Marico’s second-quarter fiscal 2016 revenue was up a modest 4% from last year's high base, while earnings moved up sharply by 27%. The India business recorded revenue growth of 4% and volume growth of 6% as the company took price cuts (of 6%) in its largest hair oil brand, Parachute, to remain competitive in a deflationary environment. As a result, the brand recorded value growth of 9% and volume growth of 11%. Growth in its international business (22% of sales) was muted at 2%, as sales in its largest market, Bangladesh (45% of international) declined by 11%. The company has taken an 8% price reduction in Bangladesh, where it holds 81% market share in hair oils. This should help fend off competition, and should begin to produce results in the second half of the year.

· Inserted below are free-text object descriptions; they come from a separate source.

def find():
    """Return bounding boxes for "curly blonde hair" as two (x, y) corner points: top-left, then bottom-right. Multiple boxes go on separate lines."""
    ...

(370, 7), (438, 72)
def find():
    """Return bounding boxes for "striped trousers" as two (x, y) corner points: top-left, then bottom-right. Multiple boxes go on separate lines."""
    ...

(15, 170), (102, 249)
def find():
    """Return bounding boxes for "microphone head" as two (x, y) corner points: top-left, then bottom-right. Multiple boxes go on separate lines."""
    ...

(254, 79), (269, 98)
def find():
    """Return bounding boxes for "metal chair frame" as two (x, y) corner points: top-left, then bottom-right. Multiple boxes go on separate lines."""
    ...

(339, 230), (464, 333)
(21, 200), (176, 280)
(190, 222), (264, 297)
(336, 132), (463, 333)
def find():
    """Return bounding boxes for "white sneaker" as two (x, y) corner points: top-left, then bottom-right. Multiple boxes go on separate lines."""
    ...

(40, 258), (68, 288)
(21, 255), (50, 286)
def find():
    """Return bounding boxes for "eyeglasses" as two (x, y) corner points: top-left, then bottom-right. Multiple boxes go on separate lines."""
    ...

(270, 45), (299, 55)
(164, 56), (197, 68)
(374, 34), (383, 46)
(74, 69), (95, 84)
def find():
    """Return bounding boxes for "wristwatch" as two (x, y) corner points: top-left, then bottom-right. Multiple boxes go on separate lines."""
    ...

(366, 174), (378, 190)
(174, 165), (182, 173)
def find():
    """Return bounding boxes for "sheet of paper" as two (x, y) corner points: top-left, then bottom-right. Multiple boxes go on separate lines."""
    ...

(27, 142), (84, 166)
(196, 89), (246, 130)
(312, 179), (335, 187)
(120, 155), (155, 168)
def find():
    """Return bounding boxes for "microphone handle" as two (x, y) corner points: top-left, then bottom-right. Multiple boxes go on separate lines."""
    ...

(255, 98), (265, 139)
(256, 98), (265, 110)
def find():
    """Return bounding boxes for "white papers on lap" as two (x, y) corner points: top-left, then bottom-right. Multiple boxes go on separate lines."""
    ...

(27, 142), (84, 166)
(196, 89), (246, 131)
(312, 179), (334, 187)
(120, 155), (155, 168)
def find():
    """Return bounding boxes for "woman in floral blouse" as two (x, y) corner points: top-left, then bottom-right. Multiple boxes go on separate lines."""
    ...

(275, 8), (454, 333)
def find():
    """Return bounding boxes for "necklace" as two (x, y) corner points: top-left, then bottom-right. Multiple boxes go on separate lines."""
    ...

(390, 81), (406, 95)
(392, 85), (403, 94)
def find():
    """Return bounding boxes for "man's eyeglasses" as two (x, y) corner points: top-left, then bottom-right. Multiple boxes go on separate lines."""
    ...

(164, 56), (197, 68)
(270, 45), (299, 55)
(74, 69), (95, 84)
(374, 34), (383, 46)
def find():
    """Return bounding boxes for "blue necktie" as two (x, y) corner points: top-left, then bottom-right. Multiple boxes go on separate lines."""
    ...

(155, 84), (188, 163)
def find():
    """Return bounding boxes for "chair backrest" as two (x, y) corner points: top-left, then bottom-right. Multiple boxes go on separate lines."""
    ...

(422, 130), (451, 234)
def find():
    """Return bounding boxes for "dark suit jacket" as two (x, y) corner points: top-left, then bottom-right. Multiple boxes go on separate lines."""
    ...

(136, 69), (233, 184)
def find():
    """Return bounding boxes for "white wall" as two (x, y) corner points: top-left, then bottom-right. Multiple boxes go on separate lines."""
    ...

We retain our estimates for 2016, including a target of 22% revenue growth from India, and 11% from international, as the price cuts already taken could help Marico recover momentum in the second half. We are, however, upgrading our fair value estimate for this narrow-moat stock by 5% to INR 380 per share as we adjust for the time value of money since our last fair value estimate update in June. The stock fell 8% in the past three months, and is now fairly valued (trading in the 3-star range).
Marico reported first-half earnings per share of INR 6, in line with our 2016 forecast of 12 EPS. Our long-term forecast of 21% annual earnings growth over five years is unchanged; the numbers reflect EBIT margin expansion as the firm moves to higher-margin categories. We stick to our 17% EBITDA margin forecast for 2016, which Marico has already touched in the first half. Management revised its guidance to achieving 17% EBITDA for the year, versus 15%-16% previously. This matches our forecast, as the geographic segments of both India (EBITDA 17%) and international (EBITDA 16%) report healthy margins supported by gross margin expansion through commodity deflation (despite price cuts and advertising spends).
Management remains open to the possibility of growth through acquisitions, although it admits that it may have been a mistake to focus on the 'hypercompetitive' deodorants segment, instead of the high-margin hair gels and serum portfolio of the Paras brands that Marico acquired in February 2012. While we are impressed by this open admission by management, we think it would be wise for them to focus on their existing products and not to undertake further acquisitions at the moment. The Indian mergers and acquisitions market remains heated, with the most recent consumer deal (of Kesh King, an Ayurvedic solution for hair falling out) going at 5.5 times sales to competitor Emami in June 2015. Overall, we believe Marico is a Standard allocator of shareholder capital.